Flexible and Modular Model for Smart Trolleybus Grids

Abstract

The reduction of climate-changing emissions is vital, especially in urban areas. To reach this goal, the decarbonization of the public transport sector is crucial. Dynamic conductive power transfer through catenary systems is potentially a carbon-neutral solution. This paper focuses on trolleybus grids, already established in several metropolises, which are re-emerging as a smart city-oriented electrified transport system. A better integration of trolleybus grids with renewable sources, energy storage, and the existing electric network of the urban area is necessary to increase the efficiency of the system and optimize energy flows, favouring the transition towards smarter and greener cities. Moreover, trolleybus systems may act as a DC backbone for charging stations powering private electric vehicles, thus contributing to a closer interconnection between public and private mobility.
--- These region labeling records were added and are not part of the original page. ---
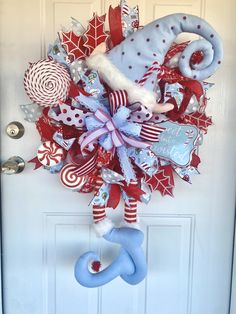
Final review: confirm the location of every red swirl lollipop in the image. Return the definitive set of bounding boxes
[24,59,71,106]
[37,141,64,167]
[60,164,86,190]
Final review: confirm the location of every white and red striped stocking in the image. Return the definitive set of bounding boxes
[124,181,138,223]
[93,176,106,223]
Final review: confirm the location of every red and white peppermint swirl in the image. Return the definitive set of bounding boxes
[37,141,64,167]
[60,164,86,190]
[24,59,71,106]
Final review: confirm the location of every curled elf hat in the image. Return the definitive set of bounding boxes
[87,13,223,111]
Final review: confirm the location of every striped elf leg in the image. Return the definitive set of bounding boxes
[93,176,106,223]
[124,180,138,224]
[93,176,114,237]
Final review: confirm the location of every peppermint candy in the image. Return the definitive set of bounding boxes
[37,141,64,167]
[60,164,86,190]
[24,59,71,107]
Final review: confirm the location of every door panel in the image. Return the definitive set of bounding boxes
[1,0,236,314]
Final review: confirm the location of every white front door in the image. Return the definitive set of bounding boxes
[0,0,236,314]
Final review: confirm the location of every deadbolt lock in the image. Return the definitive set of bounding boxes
[1,156,25,174]
[6,121,25,139]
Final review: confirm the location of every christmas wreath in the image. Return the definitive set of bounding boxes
[22,1,223,287]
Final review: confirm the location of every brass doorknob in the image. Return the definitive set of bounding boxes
[1,156,25,174]
[6,121,25,139]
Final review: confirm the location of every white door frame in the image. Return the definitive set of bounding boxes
[230,214,236,314]
[0,212,236,314]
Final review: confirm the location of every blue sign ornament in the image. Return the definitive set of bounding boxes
[151,121,200,167]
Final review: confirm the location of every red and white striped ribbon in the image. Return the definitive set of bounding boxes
[109,90,128,115]
[140,123,165,142]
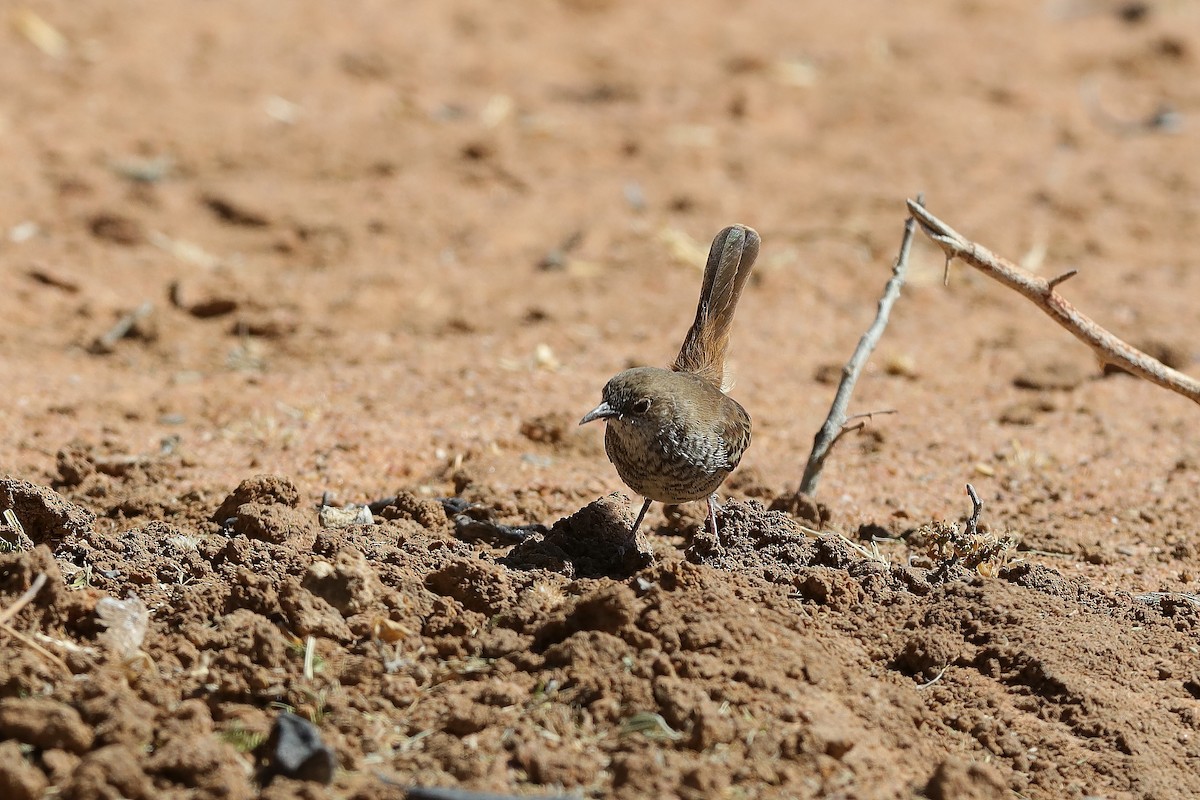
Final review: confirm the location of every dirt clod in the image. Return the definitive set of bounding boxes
[0,477,96,542]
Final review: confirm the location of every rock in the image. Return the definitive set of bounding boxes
[263,712,337,783]
[0,740,50,800]
[0,477,96,543]
[210,475,300,523]
[925,756,1008,800]
[59,745,162,800]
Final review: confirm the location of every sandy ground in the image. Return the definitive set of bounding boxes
[0,0,1200,800]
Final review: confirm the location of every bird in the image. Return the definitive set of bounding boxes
[580,225,761,537]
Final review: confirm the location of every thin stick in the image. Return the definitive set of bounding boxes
[0,572,71,673]
[908,200,1200,403]
[800,194,923,495]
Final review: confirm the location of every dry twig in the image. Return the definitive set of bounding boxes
[0,572,71,673]
[908,199,1200,403]
[799,194,923,495]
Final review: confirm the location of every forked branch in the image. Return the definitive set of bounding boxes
[908,200,1200,403]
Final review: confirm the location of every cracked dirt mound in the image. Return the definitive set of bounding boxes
[0,0,1200,800]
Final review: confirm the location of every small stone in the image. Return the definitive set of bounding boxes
[0,697,92,753]
[0,741,50,800]
[264,712,337,783]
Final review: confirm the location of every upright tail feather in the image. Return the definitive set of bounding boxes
[671,225,761,391]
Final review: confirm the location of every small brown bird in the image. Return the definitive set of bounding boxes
[580,225,760,536]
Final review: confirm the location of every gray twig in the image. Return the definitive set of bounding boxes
[88,301,154,355]
[800,194,924,495]
[908,198,1200,403]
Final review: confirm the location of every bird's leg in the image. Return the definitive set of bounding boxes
[708,492,725,554]
[629,498,653,540]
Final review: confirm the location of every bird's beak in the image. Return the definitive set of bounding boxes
[580,403,620,425]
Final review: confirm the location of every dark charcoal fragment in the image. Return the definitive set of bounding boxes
[262,712,337,783]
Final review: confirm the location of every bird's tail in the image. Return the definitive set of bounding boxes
[671,225,761,391]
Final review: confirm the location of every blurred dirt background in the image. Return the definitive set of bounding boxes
[0,0,1200,800]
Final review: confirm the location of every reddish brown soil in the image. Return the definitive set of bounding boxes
[0,0,1200,800]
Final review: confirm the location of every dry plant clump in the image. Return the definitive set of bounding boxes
[917,483,1018,578]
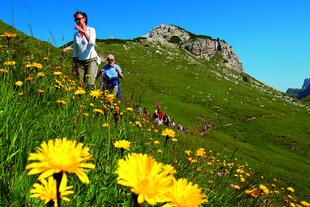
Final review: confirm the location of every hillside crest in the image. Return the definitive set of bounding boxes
[144,24,244,72]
A modular model of the electric traction grid in Matlab-Simulink is explored to simulate the actual complexity of novel trolleybus network topologies. By means of graphical and numerical results illustrating the behaviour of the main electrical line parameters, the model flexibility towards the inclusion of smart city-oriented technologies, such as stationary battery energy storage systems and electric vehicle chargers, is verified in this work. The trolleybus electrical infrastructure of the city of Bologna was chosen as a case study.